For years I attended family gatherings there, gleaning information about my Norwegian Lutheran heritage. At one of these reunions, the attendance of a cousin from Norway heightened our interest to make the journey to there. When my wife and I first visited Norway in 2009, we were unprepared for the beauty of this land, as well as its economic vitality.

Relatives heard of our visit and urged us to organize a group for a return trip. As we traveled, we marveled at the grandeur of the majestic mountains, the tranquility of the fjords, and the remote areas visited only by train. These are a testimony to the country’s high investment in its infrastructure.

The high point of our journey was, of course, visits to family heritage sites.

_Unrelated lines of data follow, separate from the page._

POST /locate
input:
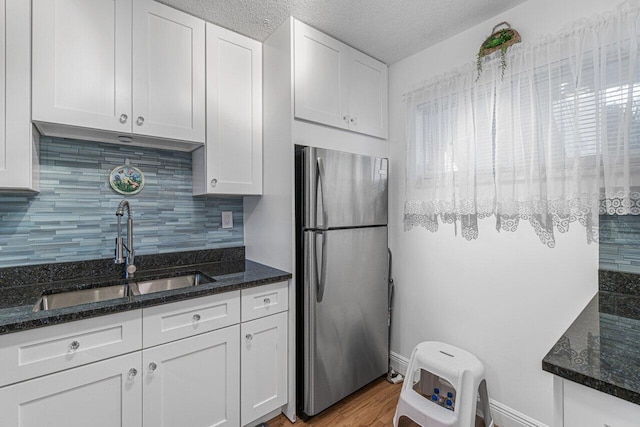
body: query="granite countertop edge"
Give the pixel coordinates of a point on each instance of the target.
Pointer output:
(22, 317)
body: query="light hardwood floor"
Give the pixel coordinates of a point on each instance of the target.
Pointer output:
(372, 406)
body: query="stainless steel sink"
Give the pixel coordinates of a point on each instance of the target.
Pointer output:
(84, 296)
(167, 284)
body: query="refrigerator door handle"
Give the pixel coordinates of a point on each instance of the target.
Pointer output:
(321, 188)
(321, 266)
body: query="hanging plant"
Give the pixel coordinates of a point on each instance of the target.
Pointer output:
(498, 40)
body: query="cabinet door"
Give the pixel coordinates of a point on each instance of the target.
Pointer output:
(320, 76)
(103, 394)
(82, 63)
(17, 150)
(234, 114)
(367, 95)
(193, 382)
(168, 73)
(264, 366)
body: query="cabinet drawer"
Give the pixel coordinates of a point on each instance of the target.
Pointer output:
(170, 322)
(264, 300)
(37, 352)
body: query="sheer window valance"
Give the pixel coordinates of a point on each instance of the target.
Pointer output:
(554, 142)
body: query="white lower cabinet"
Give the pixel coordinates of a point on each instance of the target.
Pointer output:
(194, 381)
(102, 394)
(585, 407)
(263, 366)
(189, 363)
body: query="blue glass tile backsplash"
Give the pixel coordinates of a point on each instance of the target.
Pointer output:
(73, 216)
(620, 243)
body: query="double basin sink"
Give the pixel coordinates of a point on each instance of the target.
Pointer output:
(105, 293)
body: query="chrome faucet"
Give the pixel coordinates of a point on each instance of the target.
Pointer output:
(129, 260)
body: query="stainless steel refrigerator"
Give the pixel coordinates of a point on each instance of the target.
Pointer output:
(342, 267)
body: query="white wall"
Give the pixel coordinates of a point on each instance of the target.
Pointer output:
(505, 297)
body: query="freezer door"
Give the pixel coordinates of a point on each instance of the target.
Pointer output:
(345, 317)
(344, 190)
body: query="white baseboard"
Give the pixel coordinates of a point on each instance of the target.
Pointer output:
(503, 415)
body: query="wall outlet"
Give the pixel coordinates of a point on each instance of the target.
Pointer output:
(227, 219)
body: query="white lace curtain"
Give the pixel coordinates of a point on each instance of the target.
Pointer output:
(557, 140)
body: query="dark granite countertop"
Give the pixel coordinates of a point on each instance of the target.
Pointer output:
(21, 287)
(601, 349)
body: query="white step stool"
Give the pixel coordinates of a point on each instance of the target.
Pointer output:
(462, 370)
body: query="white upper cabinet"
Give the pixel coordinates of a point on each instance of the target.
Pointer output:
(320, 77)
(368, 99)
(18, 142)
(168, 72)
(231, 161)
(337, 85)
(118, 66)
(82, 63)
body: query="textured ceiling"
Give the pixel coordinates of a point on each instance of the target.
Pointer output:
(388, 30)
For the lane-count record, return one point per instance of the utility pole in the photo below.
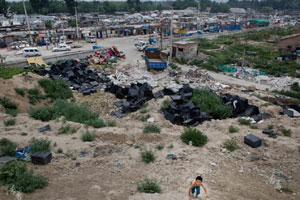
(27, 21)
(77, 34)
(198, 19)
(171, 37)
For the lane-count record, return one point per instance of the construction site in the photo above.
(137, 110)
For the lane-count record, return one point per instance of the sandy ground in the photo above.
(244, 174)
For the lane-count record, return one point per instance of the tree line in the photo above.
(110, 7)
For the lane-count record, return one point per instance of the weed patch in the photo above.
(15, 175)
(147, 156)
(42, 145)
(148, 186)
(151, 129)
(210, 103)
(197, 137)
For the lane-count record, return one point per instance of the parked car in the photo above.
(62, 47)
(31, 51)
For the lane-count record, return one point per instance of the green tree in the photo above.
(70, 6)
(3, 7)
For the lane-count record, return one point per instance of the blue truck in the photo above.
(154, 60)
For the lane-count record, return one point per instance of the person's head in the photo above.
(199, 179)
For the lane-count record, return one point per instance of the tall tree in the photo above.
(3, 7)
(70, 5)
(39, 6)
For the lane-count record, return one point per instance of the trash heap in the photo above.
(136, 95)
(240, 107)
(182, 111)
(77, 75)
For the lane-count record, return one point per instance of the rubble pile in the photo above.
(77, 75)
(136, 95)
(182, 111)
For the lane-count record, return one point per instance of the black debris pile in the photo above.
(240, 107)
(181, 110)
(136, 95)
(291, 110)
(77, 75)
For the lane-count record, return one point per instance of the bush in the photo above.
(197, 137)
(9, 72)
(97, 123)
(20, 91)
(287, 132)
(56, 89)
(42, 145)
(7, 147)
(10, 122)
(15, 175)
(159, 147)
(88, 137)
(44, 113)
(210, 103)
(35, 96)
(148, 186)
(111, 123)
(233, 129)
(151, 129)
(148, 156)
(244, 122)
(8, 104)
(165, 104)
(231, 145)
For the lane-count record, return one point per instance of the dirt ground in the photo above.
(109, 167)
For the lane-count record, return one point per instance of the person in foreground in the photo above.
(195, 187)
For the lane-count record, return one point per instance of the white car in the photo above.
(62, 47)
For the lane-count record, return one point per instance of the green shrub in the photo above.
(210, 103)
(20, 91)
(144, 118)
(76, 113)
(147, 156)
(253, 126)
(244, 122)
(173, 66)
(231, 145)
(15, 175)
(8, 104)
(7, 147)
(148, 186)
(270, 127)
(159, 147)
(111, 123)
(59, 150)
(10, 122)
(287, 132)
(165, 104)
(64, 129)
(44, 113)
(87, 136)
(197, 137)
(144, 110)
(97, 123)
(42, 145)
(9, 72)
(56, 89)
(151, 129)
(233, 129)
(35, 96)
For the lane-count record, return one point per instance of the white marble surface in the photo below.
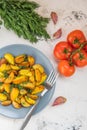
(73, 114)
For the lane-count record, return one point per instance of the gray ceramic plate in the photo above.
(17, 49)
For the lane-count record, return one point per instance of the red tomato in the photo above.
(65, 68)
(80, 58)
(62, 50)
(76, 38)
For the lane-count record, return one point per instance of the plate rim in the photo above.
(11, 45)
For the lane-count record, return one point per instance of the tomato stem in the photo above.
(75, 51)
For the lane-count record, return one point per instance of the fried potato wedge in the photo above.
(30, 100)
(6, 87)
(31, 60)
(38, 66)
(19, 58)
(9, 57)
(14, 94)
(3, 97)
(19, 79)
(6, 103)
(16, 105)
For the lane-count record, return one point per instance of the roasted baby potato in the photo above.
(14, 93)
(31, 60)
(3, 97)
(6, 103)
(16, 105)
(38, 66)
(21, 80)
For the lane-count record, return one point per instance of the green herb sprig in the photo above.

Our visit to the farmhouse where my great-grandfather was raised was a mystical experience. We enjoyed a variety of experiences we will never forget: viewing lush vegetation, the stately mountains, abundant waterfalls, and the racing Rauma River in the valley below.

We are dreaming of a return visit — cruising the thousand miles of Norwegian coast into the Arctic Circle region. In the meantime, we mourn with Norwegian citizens and reflect on what appears to be a new discussion about immigration in the 21st century, this time about those coming to settle in the prosperity of Norway.

Bruce Frederickson is visitation pastor at Mount Olive Lutheran Church (LCMS) in Anoka, Minnesota. He and his wife Ann have hosted many international tours over the past 12 years.